Wartburgkreis reformiert Krankenhausversorgung mit neuer Strategie bis 2026
Elfie ZiegertWartburgkreis reformiert Krankenhausversorgung mit neuer Strategie bis 2026
Der Kreistag des Wartburgkreises hat einstimmig eine neue Krankenhausstrategie verabschiedet. Ziel ist die langfristige Sicherung einer flächendeckenden und zugänglichen medizinischen Versorgung in der Region.

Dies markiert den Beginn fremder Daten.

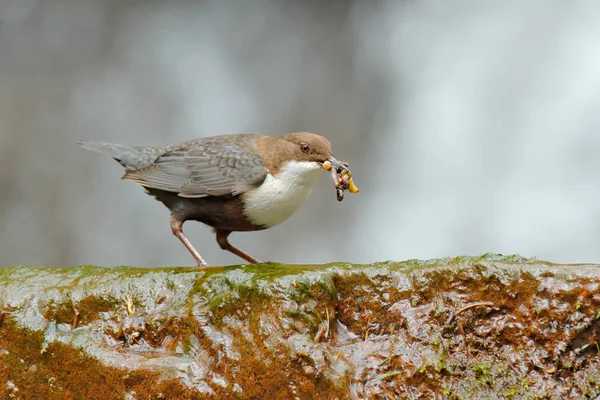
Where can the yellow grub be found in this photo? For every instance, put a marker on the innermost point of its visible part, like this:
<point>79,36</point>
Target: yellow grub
<point>352,188</point>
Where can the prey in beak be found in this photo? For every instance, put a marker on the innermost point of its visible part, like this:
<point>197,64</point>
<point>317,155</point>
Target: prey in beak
<point>341,176</point>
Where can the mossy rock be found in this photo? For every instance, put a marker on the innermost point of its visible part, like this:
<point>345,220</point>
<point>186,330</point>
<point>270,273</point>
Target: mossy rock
<point>466,327</point>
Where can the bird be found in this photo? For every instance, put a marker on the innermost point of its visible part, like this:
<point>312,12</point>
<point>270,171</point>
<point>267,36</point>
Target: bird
<point>232,183</point>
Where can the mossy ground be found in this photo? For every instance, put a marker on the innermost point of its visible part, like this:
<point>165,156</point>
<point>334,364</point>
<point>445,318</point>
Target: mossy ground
<point>390,330</point>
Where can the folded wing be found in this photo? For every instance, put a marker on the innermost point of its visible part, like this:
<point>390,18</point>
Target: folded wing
<point>206,167</point>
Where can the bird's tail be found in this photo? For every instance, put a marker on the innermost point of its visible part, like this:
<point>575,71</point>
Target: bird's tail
<point>127,156</point>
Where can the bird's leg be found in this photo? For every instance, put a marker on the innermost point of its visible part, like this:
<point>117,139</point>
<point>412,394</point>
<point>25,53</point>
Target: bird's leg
<point>225,245</point>
<point>176,228</point>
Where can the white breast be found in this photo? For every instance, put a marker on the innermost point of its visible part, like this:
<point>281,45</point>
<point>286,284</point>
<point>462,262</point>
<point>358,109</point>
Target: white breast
<point>279,197</point>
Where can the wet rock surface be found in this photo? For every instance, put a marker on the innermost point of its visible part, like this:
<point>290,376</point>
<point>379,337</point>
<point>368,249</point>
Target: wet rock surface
<point>463,328</point>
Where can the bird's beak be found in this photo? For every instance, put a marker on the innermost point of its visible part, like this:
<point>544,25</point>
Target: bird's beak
<point>333,164</point>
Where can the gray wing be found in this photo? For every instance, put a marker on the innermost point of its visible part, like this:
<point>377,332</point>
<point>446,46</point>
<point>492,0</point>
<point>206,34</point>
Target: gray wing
<point>207,167</point>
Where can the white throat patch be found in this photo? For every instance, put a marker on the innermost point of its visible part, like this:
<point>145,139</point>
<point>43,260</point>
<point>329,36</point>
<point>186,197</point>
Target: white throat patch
<point>279,197</point>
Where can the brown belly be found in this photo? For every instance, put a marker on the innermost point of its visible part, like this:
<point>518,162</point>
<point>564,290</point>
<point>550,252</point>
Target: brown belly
<point>221,212</point>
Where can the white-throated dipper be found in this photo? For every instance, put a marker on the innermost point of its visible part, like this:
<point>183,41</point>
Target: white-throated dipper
<point>233,183</point>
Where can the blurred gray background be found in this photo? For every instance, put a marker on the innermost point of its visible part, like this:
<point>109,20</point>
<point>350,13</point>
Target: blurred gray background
<point>470,126</point>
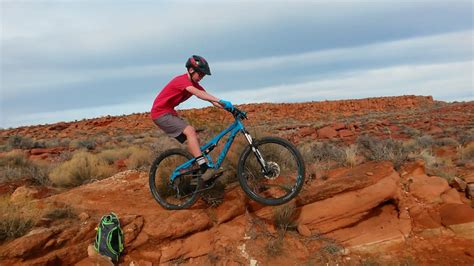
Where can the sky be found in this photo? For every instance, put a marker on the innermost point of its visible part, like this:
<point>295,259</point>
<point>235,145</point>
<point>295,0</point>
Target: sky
<point>67,60</point>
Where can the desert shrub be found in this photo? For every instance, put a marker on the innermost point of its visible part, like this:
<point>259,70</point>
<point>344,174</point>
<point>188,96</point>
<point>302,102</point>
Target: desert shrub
<point>384,150</point>
<point>425,141</point>
<point>51,143</point>
<point>60,213</point>
<point>20,142</point>
<point>412,132</point>
<point>139,158</point>
<point>16,220</point>
<point>446,142</point>
<point>323,151</point>
<point>81,168</point>
<point>274,247</point>
<point>112,155</point>
<point>350,155</point>
<point>88,144</point>
<point>437,166</point>
<point>466,137</point>
<point>15,165</point>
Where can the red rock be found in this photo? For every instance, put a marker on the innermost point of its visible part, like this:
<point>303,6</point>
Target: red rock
<point>452,213</point>
<point>428,188</point>
<point>345,133</point>
<point>451,196</point>
<point>303,230</point>
<point>307,131</point>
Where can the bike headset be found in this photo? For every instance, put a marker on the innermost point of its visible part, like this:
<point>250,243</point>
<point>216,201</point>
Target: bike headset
<point>199,64</point>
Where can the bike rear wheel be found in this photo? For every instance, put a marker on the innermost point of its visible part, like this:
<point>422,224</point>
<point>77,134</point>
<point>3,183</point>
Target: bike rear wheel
<point>181,193</point>
<point>286,173</point>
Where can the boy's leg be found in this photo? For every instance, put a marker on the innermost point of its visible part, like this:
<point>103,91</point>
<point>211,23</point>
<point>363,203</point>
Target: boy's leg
<point>193,147</point>
<point>193,142</point>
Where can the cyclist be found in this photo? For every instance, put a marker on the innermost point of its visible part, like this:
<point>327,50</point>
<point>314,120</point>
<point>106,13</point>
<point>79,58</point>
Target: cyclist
<point>178,90</point>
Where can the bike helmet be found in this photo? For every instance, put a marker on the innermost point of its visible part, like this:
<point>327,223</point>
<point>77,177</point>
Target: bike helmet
<point>198,63</point>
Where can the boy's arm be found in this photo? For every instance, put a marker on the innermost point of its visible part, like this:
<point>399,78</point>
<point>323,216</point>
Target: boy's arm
<point>204,96</point>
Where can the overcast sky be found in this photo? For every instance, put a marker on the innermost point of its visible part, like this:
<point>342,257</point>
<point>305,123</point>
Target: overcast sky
<point>73,59</point>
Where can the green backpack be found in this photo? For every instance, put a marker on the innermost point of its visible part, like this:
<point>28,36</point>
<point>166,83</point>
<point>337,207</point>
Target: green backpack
<point>109,239</point>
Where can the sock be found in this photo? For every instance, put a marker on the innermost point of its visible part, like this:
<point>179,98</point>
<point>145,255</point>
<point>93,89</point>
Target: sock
<point>202,163</point>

Der Beschluss erfolgte am Dienstag und sieht tiefgreifende Veränderungen im lokalen Gesundheitswesen vor.
Ab dem 1. Juli 2026 wird der Landkreis das St. Georg Krankenhaus Eisenach in voller Trägerschaft übernehmen und betreiben. Zudem übernimmt er die Verantwortung für das Krankenhaus Bad Salzungen, um beide Einrichtungen unter einer abgestimmten Strategie zu führen.
Der Wartburgkreis wird in eine nord- und eine südliche Versorgungsregion aufgeteilt. Jede Region erhält ein eigenes Fachkrankenhaus als zentrales Versorgungszentrum. Beide Standorte behalten ihre Notaufnahmen und fungieren als erweiterte Notfallversorgungsstellen.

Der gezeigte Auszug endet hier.